Hold the front page; four weeks after hearing argument on the appeal in BNM – v – MGN (2017) EWCA Civ 1767, the Court of Appeal has today handed down judgment on whether additional liabilities payable under pre-commencement funding arrangements are subject to the ‘new’ post-April 2013 test of proportionality. It was published while I was speaking at an AVMA costs roadshow, and I was eager to see the decision.
The background will be familiar to most if not all readers, so I won’t go over it here, though if you have managed to avoid it then have a look at the first twenty-three paragraphs of the judgment.
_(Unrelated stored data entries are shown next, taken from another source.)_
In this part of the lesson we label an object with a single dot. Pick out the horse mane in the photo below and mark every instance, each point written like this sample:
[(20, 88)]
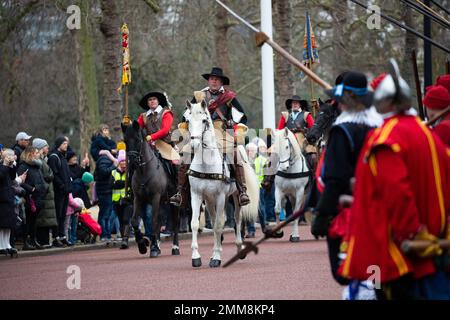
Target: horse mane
[(279, 134), (294, 142)]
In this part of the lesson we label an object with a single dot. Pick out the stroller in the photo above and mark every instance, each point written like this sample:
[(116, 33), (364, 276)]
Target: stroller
[(88, 229)]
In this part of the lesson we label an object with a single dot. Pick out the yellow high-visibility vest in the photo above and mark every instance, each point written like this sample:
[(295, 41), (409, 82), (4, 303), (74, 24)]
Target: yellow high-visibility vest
[(118, 193)]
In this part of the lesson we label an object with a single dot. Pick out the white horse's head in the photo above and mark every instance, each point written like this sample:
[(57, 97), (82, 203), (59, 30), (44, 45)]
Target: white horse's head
[(199, 120), (287, 147)]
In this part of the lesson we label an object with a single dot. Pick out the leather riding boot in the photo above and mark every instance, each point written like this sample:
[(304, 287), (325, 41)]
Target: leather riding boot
[(268, 182), (182, 186), (241, 186)]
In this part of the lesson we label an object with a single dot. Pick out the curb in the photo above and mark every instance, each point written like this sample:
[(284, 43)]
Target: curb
[(98, 246)]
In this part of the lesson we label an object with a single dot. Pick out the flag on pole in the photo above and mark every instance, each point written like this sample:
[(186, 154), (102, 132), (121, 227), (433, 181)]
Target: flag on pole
[(126, 68), (310, 55)]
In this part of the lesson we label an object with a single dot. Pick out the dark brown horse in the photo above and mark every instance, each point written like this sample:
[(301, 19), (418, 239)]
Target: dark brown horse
[(151, 184)]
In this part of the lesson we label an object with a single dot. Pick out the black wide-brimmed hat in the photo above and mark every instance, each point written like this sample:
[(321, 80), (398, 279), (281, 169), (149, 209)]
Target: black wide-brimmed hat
[(160, 96), (303, 103), (217, 72), (356, 83)]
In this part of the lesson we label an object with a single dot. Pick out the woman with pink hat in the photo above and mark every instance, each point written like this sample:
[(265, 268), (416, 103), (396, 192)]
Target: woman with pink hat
[(436, 100)]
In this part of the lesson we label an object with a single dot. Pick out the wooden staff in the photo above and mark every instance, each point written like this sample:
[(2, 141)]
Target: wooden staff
[(270, 233), (419, 92), (440, 115), (262, 38)]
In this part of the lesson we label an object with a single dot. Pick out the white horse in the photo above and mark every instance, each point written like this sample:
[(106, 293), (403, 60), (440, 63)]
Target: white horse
[(209, 181), (292, 175)]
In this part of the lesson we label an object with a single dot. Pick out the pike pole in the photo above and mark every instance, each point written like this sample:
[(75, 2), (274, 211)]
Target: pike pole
[(126, 80), (262, 38)]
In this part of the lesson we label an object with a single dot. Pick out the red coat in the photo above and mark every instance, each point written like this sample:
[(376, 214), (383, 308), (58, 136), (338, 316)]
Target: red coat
[(442, 130), (402, 182)]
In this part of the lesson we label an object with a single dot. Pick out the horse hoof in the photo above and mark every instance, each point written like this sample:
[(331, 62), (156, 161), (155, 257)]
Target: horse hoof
[(197, 262), (278, 235), (142, 247), (214, 263), (154, 253)]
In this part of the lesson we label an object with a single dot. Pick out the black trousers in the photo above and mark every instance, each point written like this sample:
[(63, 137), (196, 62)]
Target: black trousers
[(124, 212), (61, 203), (399, 289)]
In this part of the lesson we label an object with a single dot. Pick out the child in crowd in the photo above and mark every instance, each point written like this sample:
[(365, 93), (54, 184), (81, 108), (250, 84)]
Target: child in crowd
[(101, 140)]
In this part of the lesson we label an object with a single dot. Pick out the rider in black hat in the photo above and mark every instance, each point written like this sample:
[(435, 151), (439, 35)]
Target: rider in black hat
[(158, 117), (297, 118), (223, 107), (344, 144)]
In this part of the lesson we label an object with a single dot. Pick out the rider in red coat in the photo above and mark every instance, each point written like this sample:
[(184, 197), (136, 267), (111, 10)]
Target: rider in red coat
[(158, 117), (402, 192)]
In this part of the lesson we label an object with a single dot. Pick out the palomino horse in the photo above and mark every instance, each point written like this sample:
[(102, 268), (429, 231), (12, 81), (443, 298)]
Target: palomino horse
[(292, 175), (209, 179), (150, 184)]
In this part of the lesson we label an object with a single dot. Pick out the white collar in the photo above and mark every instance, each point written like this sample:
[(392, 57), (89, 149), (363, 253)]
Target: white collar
[(221, 90), (157, 110), (369, 117)]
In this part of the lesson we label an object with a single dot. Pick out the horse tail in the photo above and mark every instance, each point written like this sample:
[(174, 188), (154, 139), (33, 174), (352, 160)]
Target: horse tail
[(199, 96), (249, 212)]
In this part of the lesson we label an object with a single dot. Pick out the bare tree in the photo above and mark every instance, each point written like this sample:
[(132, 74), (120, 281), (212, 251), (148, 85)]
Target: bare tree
[(112, 103), (283, 37), (88, 104), (222, 58)]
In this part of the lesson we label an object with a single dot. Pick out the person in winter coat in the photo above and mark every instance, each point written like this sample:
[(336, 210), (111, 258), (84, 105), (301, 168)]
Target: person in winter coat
[(47, 217), (77, 170), (70, 225), (61, 186), (101, 140), (103, 188), (37, 189), (8, 216)]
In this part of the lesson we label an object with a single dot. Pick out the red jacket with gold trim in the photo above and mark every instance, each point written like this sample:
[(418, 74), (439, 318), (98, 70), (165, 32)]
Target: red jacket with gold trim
[(402, 182)]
Similarly, if a roundup of the rules relevant to the issue is the focus of your interest, see paragraphs 24 to 59.
The headline however is that the ‘new’ test does not apply to additional liabilities payable under a pre-commencement funding arrangement and they remain subject to the rules as they stood prior to April 2013. The matter is therefore to be remitted back to Master Gordon-Saker to reconsider his decision as to the proportionality of the costs.
On the additional issue raised by cross-appeal as to whether proceedings had been issued prematurely, this too is to be remitted back to Master Gordon-Saker to make explicit that he has considered the issues raised by the Court of Appeal at paragraph 90, with the comment that it was ‘nevertheless certainly not a question in respect of which there is only one answer.’
The Court of Appeal has therefore answered one question, but we are still some way from certainty as to how (this issue aside) the new test of proportionality should operate in practice.